Wenn wir also Gewalt, Unterdrückung und ideologischen Wahn beenden wollen, müssen wir an der Frage der Verwurzelung ansetzen.

Der Mensch als soziales Lebewesen braucht dringend Wurzeln, um ein Gefühl der Zugehörigkeit zu spüren. Daraus kann eine gesunde Identität entstehen. Dazu müssen diese Wurzeln jedoch tragfähig und gesund sein. Eine Identitätssuche in einem Nationalismus, der die eigene Überlegenheit gegenüber anderen Völkern suggeriert, ist keine solche gesunde Wurzel.

Ein Verständnis als Deutscher — oder noch lokaler: als Baden-Württemberger, Münchner, Hamburger oder Klein-Kleckerfelder — hingegen ist möglich, wenn daraus ein fester Stand in der Welt entsteht, der nicht auf Überheblichkeit gegenüber anderen beruht. Identität kann nicht über politische Gruppierungen entstehen, und auch nicht, indem alle Kategorien und Kriterien der vollkommenen Beliebigkeit geopfert werden.

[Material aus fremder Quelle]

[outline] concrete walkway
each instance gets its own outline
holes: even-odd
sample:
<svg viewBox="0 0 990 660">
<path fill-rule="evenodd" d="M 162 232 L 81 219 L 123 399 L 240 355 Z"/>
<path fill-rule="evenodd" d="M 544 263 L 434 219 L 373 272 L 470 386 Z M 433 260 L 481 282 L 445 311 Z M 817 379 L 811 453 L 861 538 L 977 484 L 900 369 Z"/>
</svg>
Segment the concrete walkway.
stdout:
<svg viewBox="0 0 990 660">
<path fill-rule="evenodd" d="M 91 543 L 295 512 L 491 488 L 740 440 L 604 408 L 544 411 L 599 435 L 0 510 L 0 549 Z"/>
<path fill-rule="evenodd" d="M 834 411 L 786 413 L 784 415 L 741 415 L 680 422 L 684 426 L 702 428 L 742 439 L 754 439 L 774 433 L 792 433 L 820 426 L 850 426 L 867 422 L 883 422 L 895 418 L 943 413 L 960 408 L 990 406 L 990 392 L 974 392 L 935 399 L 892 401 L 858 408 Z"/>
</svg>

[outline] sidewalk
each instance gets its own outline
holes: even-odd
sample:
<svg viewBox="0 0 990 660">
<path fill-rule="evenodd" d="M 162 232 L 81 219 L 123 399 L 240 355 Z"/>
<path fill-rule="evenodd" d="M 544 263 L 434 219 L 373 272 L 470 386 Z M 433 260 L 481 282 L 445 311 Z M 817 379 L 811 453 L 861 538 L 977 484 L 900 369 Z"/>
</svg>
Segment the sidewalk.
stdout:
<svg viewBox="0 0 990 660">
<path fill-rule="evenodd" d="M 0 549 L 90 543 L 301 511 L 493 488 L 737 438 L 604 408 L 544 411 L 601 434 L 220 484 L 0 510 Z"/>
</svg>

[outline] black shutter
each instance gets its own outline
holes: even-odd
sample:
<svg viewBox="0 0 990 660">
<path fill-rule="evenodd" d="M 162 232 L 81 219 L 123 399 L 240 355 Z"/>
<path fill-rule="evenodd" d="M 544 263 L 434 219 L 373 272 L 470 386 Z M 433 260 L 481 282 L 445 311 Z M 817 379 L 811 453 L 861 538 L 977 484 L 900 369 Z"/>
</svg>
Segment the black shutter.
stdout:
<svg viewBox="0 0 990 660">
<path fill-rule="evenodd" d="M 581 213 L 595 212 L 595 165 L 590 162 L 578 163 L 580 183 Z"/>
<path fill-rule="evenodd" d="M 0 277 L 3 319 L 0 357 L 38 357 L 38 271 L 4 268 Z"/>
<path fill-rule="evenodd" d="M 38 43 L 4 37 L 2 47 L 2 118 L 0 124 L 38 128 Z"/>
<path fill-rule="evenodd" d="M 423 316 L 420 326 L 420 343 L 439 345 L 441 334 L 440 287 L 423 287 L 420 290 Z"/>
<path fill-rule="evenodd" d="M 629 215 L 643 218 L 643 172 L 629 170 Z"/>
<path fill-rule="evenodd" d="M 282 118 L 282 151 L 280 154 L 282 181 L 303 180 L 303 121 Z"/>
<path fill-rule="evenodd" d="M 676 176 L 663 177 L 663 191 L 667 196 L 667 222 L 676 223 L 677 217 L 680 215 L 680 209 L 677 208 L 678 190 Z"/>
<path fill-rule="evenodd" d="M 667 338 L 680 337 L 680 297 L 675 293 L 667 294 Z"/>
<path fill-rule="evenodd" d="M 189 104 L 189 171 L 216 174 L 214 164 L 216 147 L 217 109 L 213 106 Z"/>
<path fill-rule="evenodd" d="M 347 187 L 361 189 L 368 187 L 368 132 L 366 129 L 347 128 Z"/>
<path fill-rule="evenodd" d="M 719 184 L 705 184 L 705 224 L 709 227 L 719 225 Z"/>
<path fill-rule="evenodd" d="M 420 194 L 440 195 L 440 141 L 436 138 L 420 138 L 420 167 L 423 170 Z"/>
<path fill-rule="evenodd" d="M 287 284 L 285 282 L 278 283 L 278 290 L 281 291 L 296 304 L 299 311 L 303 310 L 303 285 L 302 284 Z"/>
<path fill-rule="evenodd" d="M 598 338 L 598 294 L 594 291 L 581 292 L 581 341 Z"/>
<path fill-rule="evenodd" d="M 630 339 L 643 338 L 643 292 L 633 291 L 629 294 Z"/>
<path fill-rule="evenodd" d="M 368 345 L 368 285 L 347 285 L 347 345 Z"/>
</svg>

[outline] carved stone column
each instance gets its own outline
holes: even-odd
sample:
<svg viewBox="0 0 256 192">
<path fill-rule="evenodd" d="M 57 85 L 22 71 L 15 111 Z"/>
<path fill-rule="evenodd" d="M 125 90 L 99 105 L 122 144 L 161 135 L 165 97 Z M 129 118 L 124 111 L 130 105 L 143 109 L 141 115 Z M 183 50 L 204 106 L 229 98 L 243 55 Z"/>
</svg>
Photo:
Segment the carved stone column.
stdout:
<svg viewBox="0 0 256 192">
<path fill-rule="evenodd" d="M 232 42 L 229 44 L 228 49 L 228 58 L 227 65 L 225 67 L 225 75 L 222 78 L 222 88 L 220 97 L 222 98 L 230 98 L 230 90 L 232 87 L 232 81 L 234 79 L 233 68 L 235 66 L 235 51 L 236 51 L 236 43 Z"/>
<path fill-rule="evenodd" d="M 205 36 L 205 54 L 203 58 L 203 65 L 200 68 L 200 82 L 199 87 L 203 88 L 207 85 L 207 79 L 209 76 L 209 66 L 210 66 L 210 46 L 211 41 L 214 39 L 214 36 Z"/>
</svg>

Sie benötigt einen festen Stand, das Wissen um die eigene Herkunft und ein Zugehörigkeitsgefühl. Das sind die Wurzeln, aus denen dann die Blüte der Individualität und Identität gebildet werden könnte.

Wie das in einer immer verrückteren Welt der Beliebigkeit möglich sein soll, muss jedoch jeder für sich selbst herausfinden.